Rigorous research means documenting failures as thoroughly as successes. These negative results are equally important — they narrow the hypothesis space and guide future work.
LoopFormer baseline: 0.87 BPB vs our matrix thinker: 1.67 BPB. Speed gains don't translate to quality. The operations are fundamentally more expensive.
E baseline (48 layers, no thoughts): 3.524 BPB. A with thoughts: 3.535 BPB. At 288K params, simply adding depth beats iterative refinement.
3D attention is slower AND worse. Drives solidification (rank drops), BPB 2.457 — 29% worse than Frobenius attention. Confirmed dead end.
Adaptive halting mechanisms fail below 10M params. Expected steps collapse to 1.0. Requires fixed-iteration baseline.
At 288K params, models barely learn unigram statistics. Cannot draw conclusions about reasoning, generalization, or abstract thought. Requires 10M+ minimum.

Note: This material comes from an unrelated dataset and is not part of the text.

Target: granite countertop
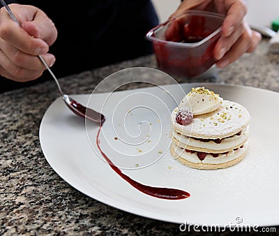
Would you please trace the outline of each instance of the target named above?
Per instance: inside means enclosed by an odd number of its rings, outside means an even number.
[[[268,54],[267,48],[267,40],[263,40],[255,52],[244,54],[215,78],[176,79],[279,92],[279,54]],[[154,55],[59,80],[67,94],[89,94],[113,72],[135,66],[156,68]],[[42,152],[38,131],[45,112],[59,96],[52,80],[0,94],[0,235],[179,235],[179,225],[103,204],[73,188],[53,170]]]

The outer-product embedding could theoretically be flattened to vectors. Does the MATRIX STRUCTURE help, or just the embedding? This blocks all downstream decisions.
Four-phase approach to resolve the core question: does matrix structure matter at scale, or is the advantage purely from the embedding?
Three-way param-matched comparison (standard vs bottleneck vs outer-product) at 2.5M and 10M params. Determines whether the structure or just the embedding creates the advantage. Approximately 10 H100-hours.
CoCoMix-style thought interleaving at 10-50M params. Measure whether matrix thoughts provide advantages over vector thoughts at publication-grade scale. Approximately 20 H100-hours.
Mixed byte data (text + images + code + audio) as raw bytes. Measure transfer coefficients. Test whether matrix rank correlates with cross-domain generalization. Approximately 30 H100-hours.
Standard benchmarks (WikiText-103, The Pile) with honest comparison against EvaByte, BLT, MBLM, LoopFormer at matched scale. Approximately 100 H100-hours.
Total compute needed: ~160 H100-hours (~$400-800 at cloud rates). Either outcome (matrix helps or doesn't) is publishable and valuable.
Founder & CEO of Pebble AI (Nevada S-Corp). Independent ML researcher focused on novel neural architectures. 26 experiments completed on H100 infrastructure with rigorous methodology: hypothesis-driven design, comprehensive ablations, and honest assessment of negative results. Sam is applying to GPU credit programs (NVIDIA Inception, Microsoft for Startups, Google Cloud, Modal, AWS, Lambda) to fund Phase 1-4 research.